個人型確定拠出年金(iDeCo)加入限度額一覧

2019年7月29日 日経新聞の記事から
厚生労働省はiDeCo併用のルールを緩和する方向で検討しているようです。
イデコ加入 全会社員に 厚労省、企業型年金と併用可能
厚労省は社員がイデコに加入する場合でも、企業型の掛け金の上限額を下げない方向で制度を見直す。社会保障審議会(厚労相の諮問機関)で議論し、財務省や与党と調整を進める。20年度の税制改正要望に盛り込み、20年の通常国会に関連法の改正案提出をめざす。
企業型とイデコが併用できるようになれば、会社員にとっての利点は大きい。

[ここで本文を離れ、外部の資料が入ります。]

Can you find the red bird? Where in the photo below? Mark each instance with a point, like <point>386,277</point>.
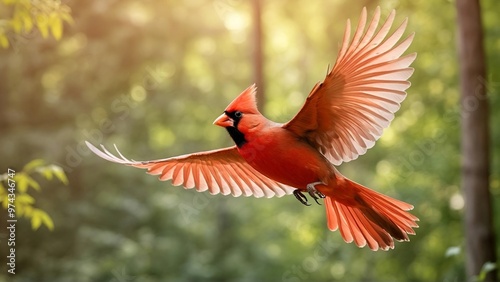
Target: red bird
<point>342,117</point>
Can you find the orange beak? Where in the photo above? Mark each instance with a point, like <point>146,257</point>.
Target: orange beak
<point>224,121</point>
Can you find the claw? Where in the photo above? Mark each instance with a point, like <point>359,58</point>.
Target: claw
<point>301,197</point>
<point>315,194</point>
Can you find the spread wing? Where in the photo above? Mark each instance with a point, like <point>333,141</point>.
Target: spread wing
<point>345,114</point>
<point>219,171</point>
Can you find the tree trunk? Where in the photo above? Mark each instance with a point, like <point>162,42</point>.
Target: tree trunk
<point>258,54</point>
<point>480,239</point>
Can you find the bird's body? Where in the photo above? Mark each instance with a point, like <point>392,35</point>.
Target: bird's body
<point>269,148</point>
<point>342,117</point>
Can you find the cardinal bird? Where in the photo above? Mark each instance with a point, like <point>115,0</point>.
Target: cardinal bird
<point>342,117</point>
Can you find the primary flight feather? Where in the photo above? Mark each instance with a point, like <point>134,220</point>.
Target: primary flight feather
<point>341,119</point>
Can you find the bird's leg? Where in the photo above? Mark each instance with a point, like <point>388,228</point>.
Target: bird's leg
<point>315,194</point>
<point>301,197</point>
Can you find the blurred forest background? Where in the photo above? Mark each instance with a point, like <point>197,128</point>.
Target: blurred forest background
<point>152,75</point>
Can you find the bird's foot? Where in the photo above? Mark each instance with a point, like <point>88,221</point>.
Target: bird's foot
<point>301,197</point>
<point>315,194</point>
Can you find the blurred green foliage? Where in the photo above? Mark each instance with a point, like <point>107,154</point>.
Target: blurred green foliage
<point>47,16</point>
<point>22,204</point>
<point>152,75</point>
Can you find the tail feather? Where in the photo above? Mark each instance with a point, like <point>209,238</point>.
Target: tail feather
<point>370,218</point>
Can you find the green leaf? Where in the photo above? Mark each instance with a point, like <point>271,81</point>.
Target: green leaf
<point>46,172</point>
<point>33,164</point>
<point>59,172</point>
<point>25,199</point>
<point>452,251</point>
<point>33,183</point>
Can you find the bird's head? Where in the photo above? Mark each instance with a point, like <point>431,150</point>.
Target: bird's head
<point>241,116</point>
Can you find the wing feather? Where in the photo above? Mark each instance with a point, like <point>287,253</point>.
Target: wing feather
<point>221,171</point>
<point>345,114</point>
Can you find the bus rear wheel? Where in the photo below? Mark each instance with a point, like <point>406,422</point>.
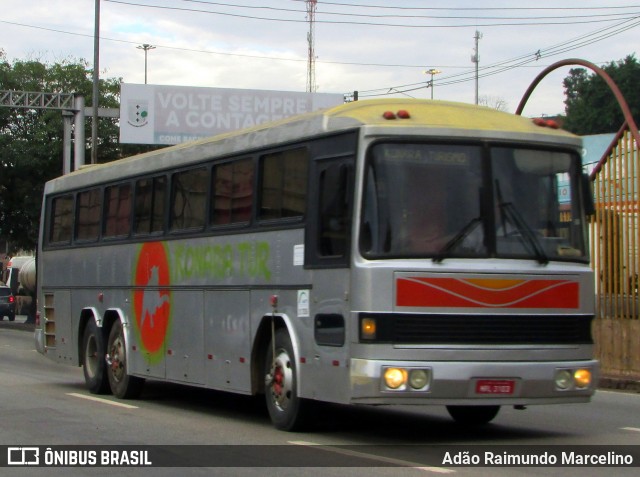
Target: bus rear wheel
<point>473,415</point>
<point>93,363</point>
<point>123,385</point>
<point>287,410</point>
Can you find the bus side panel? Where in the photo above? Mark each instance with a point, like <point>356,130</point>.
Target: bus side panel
<point>59,327</point>
<point>185,340</point>
<point>227,335</point>
<point>330,334</point>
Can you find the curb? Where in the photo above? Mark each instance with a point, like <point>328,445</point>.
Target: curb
<point>629,384</point>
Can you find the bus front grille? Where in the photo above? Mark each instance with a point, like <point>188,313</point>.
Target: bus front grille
<point>406,328</point>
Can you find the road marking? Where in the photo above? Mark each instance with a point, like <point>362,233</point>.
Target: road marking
<point>103,401</point>
<point>379,458</point>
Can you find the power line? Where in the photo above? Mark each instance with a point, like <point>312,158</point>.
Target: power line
<point>513,63</point>
<point>476,21</point>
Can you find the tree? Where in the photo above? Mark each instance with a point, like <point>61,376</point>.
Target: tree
<point>31,140</point>
<point>591,107</point>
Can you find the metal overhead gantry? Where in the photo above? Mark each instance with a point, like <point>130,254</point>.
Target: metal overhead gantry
<point>73,111</point>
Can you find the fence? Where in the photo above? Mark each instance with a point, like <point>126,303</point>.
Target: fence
<point>615,242</point>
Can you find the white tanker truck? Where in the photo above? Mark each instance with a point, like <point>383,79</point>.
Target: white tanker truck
<point>20,276</point>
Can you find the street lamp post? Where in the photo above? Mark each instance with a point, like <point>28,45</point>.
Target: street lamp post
<point>432,72</point>
<point>146,47</point>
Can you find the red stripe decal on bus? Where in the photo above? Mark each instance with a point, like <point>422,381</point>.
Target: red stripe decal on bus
<point>478,293</point>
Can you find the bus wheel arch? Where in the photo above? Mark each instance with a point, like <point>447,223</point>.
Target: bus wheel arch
<point>287,410</point>
<point>91,352</point>
<point>123,385</point>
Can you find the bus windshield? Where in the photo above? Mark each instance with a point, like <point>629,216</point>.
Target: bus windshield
<point>472,201</point>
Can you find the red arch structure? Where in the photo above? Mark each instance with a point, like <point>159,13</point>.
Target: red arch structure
<point>626,111</point>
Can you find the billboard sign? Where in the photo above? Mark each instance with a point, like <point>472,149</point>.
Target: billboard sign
<point>154,114</point>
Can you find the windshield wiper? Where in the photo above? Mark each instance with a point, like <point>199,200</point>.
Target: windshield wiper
<point>511,214</point>
<point>459,237</point>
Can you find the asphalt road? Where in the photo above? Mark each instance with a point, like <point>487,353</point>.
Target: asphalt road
<point>45,404</point>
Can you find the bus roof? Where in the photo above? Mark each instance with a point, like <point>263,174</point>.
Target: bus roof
<point>443,116</point>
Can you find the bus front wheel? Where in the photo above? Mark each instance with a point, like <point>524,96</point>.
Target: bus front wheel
<point>93,363</point>
<point>123,385</point>
<point>473,415</point>
<point>287,410</point>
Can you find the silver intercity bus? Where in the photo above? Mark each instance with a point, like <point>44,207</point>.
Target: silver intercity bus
<point>385,252</point>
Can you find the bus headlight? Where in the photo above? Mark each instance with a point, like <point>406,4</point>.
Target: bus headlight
<point>563,379</point>
<point>582,378</point>
<point>368,328</point>
<point>419,378</point>
<point>395,378</point>
<point>573,379</point>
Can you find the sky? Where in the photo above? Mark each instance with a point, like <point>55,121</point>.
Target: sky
<point>377,47</point>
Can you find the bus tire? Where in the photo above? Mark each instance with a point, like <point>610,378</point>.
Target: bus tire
<point>123,385</point>
<point>473,415</point>
<point>288,412</point>
<point>93,359</point>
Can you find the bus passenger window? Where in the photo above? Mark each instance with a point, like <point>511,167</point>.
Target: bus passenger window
<point>61,217</point>
<point>118,211</point>
<point>149,205</point>
<point>334,210</point>
<point>189,199</point>
<point>232,196</point>
<point>89,211</point>
<point>283,191</point>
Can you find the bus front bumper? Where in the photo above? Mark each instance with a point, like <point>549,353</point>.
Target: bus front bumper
<point>472,383</point>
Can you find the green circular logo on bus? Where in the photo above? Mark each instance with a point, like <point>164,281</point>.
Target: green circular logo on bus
<point>152,295</point>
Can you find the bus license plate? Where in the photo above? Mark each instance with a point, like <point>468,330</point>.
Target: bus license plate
<point>495,386</point>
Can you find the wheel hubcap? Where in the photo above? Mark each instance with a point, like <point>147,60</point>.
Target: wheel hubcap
<point>116,355</point>
<point>281,385</point>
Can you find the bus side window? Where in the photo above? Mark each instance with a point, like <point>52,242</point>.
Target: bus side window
<point>232,192</point>
<point>149,205</point>
<point>89,215</point>
<point>284,183</point>
<point>334,216</point>
<point>117,211</point>
<point>189,199</point>
<point>61,217</point>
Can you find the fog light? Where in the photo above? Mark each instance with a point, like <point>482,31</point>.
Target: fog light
<point>564,379</point>
<point>582,378</point>
<point>418,378</point>
<point>394,378</point>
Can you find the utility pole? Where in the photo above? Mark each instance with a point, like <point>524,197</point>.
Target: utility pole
<point>146,47</point>
<point>432,72</point>
<point>475,58</point>
<point>96,90</point>
<point>311,60</point>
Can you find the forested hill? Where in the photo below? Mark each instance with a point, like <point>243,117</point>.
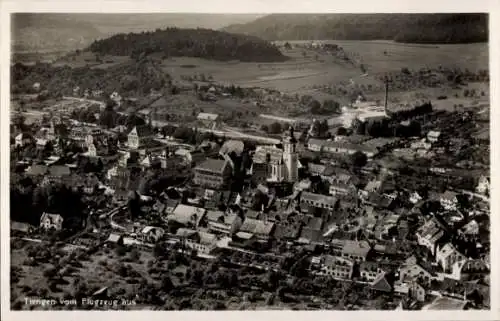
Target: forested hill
<point>411,28</point>
<point>203,43</point>
<point>50,32</point>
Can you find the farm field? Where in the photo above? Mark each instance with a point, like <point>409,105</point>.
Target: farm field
<point>307,68</point>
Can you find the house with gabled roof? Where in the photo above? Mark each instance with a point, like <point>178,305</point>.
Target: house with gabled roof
<point>469,269</point>
<point>368,270</point>
<point>187,215</point>
<point>447,255</point>
<point>357,251</point>
<point>418,269</point>
<point>336,267</point>
<point>152,234</point>
<point>449,200</point>
<point>139,136</point>
<point>429,235</point>
<point>51,221</point>
<point>202,242</point>
<point>262,230</point>
<point>213,173</point>
<point>382,283</point>
<point>483,186</point>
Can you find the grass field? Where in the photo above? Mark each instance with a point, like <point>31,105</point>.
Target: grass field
<point>301,74</point>
<point>308,70</point>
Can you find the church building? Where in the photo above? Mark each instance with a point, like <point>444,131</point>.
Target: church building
<point>273,164</point>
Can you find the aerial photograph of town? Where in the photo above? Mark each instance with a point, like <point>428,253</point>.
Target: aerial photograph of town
<point>172,161</point>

例えば入社間もない若手社員では、企業型の掛け金は月数千円にとどまることもある。イデコを併用すれば最大月2万円まで追加で積み立てることが可能になる。
NISAとの関係→誰でも併用加入可能!
NISA(少額投資非課税制度)は、2018年1月から「つみたてNISA」が追加となり、従来制度とどちらかを選んで利用可能となりました。
NISAもつみたてNISAも運用益に対して課税されないという税制優遇制度です。企業型確定拠出年金の加入者や確定給付型年金の加入者であっても、iDeCoのような加入制限はありません。

併用する場合の注意点は?
iDeCoやつみたてNISAで積み立てする場合
iDeCoもNISAも税制優遇のある制度ですので、併用して節税効果を最大限利用したいと思いがちですが、注意点があります。
生活費が不足しない程度に掛金を設定して運用する
いくら税制優遇のある制度だからといって、毎月の生活費が不足するような状態に陥り、キャッシング借入や、クレジットカードのリボ払いを利用して金利を支払ったら、税制優遇を超える不要な支出となる場合があります。
ボーナス時にまとめて利用することも可能です。
なお、iDeCoは60才まで積み立てし、60才以降に受け取るのが原則です。掛金を途中で中断することは可能ですが、受け取りは60才までできませんので、一時的にまとまったお金が必要なときに引き出すことはできません。あくまでも老後資産形成専用の制度として利用しましょう。
通常の投資信託や保険との併用と比較してどうか?
iDeCoで投資できる商品は金融機関(運営管理機関)によって異なりますが、元本確保型の定期預金や保険の金利はどの金融機関でもほぼ同水準(低金利)です。
投資信託は保有期間中にかかる手数料の信託報酬が商品によって違いますが、信託報酬が低い商品を多く取り揃える金融機関が増えてきています。同じ投資信託であっても、一般の商品よりiDeCoの方が、信託報酬が低く設定されている投資信託もあります。
つみたてNISAの投資対象は金融庁が定めた基準を満たす投資信託・ETFとなっています。
金融庁が商品を選ぶ基準は「低コスト」に比重を置いていますので、一般の投資信託よりも、信託報酬が低い商品構成となっています。
また、iDeCoもつみたてNISAも販売手数料ゼロ(ノーロード型)となっていますので、販売手数料が無く、通常よりも信託報酬の低い投資信託を選ぶことができるといえるでしょう。
併用している状態で退職したらどうなる?
iDeCoを併用している場合
①専業主婦等(国民年金第三号被保険者)になる場合
企業型確定拠出年金の残高をiDeCoに移換し、運用を継続します。
掛金の上限は月額23,000円(年額276,000円)となります。
②企業年金制度がない会社へ転職する場合
企業型確定拠出年金の残高をiDeCoに移換し、運用を継続します。
掛金の上限は月額23,000円(年額276,000円)となります。
③企業年金制度がある会社へ転職する場合
転職先でiDeCo加入を認めていない場合は、iDeCoでの積立継続はできません。
今まで積み立てた金額の運用のみを継続していきます。(運用指図者といいます)
なお、企業型確定拠出年金の残高は、転職先の確定拠出年金へ移換して運用、積立を継続します。
NISAを併用している場合
退職・転職に伴う影響はありませんので、変更手続き等も発生しません。
長く積立することを考えて掛金を設定する
つみたて投資は「早く始めて長く続ける」ことがポイントです。
「節税できるから」と言って、途中でやめてしまうような無理な金額で掛金を設定することはやめましょう。
確定拠出年金もNISAも継続することを最重点に考えて利用しましょう。